Ce mercredi matin, l’ESIROI a ouvert ses portes pour la restitution finale de la 10ᵉ édition des Défis ESIROI. Un rendez-vous devenu incontournable, où les élèves-ingénieurs présentent des projets concrets pensés pour répondre aux enjeux du territoire réunionnais.
Pendant plusieurs mois, les étudiants de 4ᵉ année ont travaillé sur une problématique bien réelle : repenser les espaces de vie du parc technologique Techsud, au cœur du campus de Terre-Sainte. L’objectif est clair : améliorer le quotidien des usagers, renforcer les échanges et proposer un campus plus attractif et fonctionnel.

Une école tournée vers l’innovation
À la tête de l’école depuis le début de l’année, Richard Lorion insiste sur l’ADN même de l’ESIROI : former des ingénieurs capables d’agir concrètement sur leur environnement.
« L’innovation est au cœur de notre pédagogie. L’idée, c’est de former des ingénieurs capables de transformer leur territoire, de répondre aux enjeux énergétiques, alimentaires ou numériques. »
Dans un contexte insulaire comme La Réunion, cette approche prend tout son sens. Les projets présentés ne sont pas théoriques : ils s’inscrivent directement dans les réalités locales, entre contraintes environnementales et opportunités de développement.

Un projet collectif pour le territoire
Derrière ces défis, un véritable travail de collaboration. La Technopole de La Réunion, la CIVIS, la mairie de Saint-Pierre ou encore la SODIPARC ont participé à la définition du sujet et à l’évaluation des propositions.
L’ambition : créer un véritable lieu de vie au sein du campus.
« Il s’agit de développer un espace qui favorise les rencontres, améliore la restauration, les mobilités et propose des zones de repos », explique une représentante de la SILICE.
« L’idée, c’est que tous les usagers — étudiants, personnels, CHU — puissent se retrouver dans un même espace. »
Un projet structurant, qui dépasse le simple cadre universitaire pour s’inscrire dans une dynamique territoriale plus large.

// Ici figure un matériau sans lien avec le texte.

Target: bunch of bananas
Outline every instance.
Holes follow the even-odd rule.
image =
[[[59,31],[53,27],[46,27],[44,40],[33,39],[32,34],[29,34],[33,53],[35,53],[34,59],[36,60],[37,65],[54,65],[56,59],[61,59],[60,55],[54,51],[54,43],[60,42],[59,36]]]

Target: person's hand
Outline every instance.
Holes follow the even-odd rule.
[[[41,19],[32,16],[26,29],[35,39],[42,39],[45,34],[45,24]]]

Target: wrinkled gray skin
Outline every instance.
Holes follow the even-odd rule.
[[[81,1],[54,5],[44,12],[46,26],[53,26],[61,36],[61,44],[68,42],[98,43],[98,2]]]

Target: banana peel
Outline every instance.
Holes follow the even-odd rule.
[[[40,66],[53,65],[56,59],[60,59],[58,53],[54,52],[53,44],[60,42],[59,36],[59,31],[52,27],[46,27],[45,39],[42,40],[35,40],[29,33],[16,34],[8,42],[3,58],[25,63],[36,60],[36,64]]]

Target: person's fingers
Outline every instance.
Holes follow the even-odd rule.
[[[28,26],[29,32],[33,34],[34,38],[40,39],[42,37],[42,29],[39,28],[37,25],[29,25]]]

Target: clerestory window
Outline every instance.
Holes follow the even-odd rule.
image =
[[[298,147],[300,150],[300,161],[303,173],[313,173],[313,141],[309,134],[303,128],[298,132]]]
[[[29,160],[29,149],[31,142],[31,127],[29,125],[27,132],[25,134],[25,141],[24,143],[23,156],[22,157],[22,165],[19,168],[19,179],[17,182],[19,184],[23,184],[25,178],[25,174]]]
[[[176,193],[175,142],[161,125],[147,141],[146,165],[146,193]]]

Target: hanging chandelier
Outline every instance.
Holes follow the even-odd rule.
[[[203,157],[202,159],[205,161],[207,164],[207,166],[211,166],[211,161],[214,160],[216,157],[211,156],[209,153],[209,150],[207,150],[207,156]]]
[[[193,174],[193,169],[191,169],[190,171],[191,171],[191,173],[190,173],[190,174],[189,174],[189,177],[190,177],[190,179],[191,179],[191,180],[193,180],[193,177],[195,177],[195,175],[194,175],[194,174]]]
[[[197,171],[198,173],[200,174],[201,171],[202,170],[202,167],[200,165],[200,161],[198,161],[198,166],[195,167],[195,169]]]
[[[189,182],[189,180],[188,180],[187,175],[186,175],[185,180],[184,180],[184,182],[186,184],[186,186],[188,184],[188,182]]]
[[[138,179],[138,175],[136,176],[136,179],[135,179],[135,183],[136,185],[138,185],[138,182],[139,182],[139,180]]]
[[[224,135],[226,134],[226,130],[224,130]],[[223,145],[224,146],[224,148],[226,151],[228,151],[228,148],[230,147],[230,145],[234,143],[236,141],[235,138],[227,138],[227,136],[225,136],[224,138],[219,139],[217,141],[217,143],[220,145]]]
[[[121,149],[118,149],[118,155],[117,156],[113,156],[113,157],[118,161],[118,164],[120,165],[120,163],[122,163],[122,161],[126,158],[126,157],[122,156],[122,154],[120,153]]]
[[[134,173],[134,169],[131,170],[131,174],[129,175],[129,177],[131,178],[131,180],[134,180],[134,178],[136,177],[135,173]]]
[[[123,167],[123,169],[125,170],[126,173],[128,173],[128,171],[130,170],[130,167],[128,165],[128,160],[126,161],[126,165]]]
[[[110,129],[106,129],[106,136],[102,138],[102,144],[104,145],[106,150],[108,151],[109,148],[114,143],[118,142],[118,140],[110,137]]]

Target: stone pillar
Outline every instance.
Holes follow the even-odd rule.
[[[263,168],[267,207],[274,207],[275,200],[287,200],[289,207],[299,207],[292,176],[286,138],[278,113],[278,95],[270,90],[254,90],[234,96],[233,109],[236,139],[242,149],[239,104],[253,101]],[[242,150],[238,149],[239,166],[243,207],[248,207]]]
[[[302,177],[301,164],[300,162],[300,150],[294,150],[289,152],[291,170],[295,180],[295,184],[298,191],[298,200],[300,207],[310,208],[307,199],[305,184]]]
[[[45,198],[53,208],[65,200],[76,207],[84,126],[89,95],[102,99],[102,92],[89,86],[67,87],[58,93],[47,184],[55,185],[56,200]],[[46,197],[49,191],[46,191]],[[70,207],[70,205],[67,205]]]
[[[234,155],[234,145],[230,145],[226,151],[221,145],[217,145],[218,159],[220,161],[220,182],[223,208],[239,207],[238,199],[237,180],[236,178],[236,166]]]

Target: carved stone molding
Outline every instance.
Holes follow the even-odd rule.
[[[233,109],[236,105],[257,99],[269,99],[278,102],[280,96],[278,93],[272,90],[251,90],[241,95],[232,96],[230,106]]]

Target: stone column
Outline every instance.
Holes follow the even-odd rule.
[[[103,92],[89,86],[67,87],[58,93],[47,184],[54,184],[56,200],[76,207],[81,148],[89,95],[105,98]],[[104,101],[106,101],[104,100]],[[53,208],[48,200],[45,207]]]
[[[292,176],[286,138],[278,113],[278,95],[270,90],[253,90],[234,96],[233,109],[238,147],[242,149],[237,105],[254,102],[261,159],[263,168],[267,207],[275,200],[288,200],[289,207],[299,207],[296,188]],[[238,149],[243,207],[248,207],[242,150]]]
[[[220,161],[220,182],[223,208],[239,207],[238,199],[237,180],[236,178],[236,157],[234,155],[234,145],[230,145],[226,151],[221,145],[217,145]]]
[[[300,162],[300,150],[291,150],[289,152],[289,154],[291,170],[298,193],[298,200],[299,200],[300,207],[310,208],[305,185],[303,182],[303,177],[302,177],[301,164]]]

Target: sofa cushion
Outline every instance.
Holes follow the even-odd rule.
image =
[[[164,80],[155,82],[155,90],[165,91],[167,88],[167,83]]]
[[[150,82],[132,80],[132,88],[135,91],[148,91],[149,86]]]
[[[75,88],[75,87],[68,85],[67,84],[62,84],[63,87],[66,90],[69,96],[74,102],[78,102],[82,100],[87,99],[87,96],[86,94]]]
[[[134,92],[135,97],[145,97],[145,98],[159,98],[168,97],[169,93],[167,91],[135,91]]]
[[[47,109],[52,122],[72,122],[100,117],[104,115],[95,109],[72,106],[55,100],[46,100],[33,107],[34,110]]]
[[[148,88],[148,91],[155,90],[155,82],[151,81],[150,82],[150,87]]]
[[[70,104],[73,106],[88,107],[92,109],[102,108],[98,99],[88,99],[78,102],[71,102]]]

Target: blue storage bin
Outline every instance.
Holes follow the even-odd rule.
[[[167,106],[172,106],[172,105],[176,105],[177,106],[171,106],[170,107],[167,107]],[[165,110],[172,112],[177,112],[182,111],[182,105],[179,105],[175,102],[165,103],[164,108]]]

Des étudiants plongés dans le réel
Pour les élèves, l’exercice va bien au-delà d’un simple projet scolaire. Pendant près de huit mois, ils ont dû composer avec des contraintes techniques, budgétaires et environnementales.
Marwan Badi, étudiant en spécialité bâtiment-énergie, décrit une expérience complète :
« On a dû trouver un équilibre entre les coûts, les contraintes techniques et ce qui est réellement faisable. »
« Chaque spécialité a apporté sa contribution : informatique, bâtiment, agroalimentaire. »
Au cœur des réflexions : une zone centrale du campus, aujourd’hui peu aménagée, qui freine les interactions entre les différents pôles universitaires. L’objectif des étudiants était donc de la transformer en un espace attractif et fédérateur.

Des idées appelées à devenir réalité
Au terme de cette matinée, plusieurs projets ont été présentés devant un jury composé d’enseignants et de professionnels. Certains pourraient dépasser le stade de concept.
« L’enjeu, maintenant, c’est de transformer ces solutions en réalisations concrètes », souligne l’un des partenaires.
Ces Défis ESIROI illustrent une tendance de fond : rapprocher formation et terrain. Ici, les étudiants ne se contentent pas d’apprendre, ils participent déjà à imaginer le territoire de demain.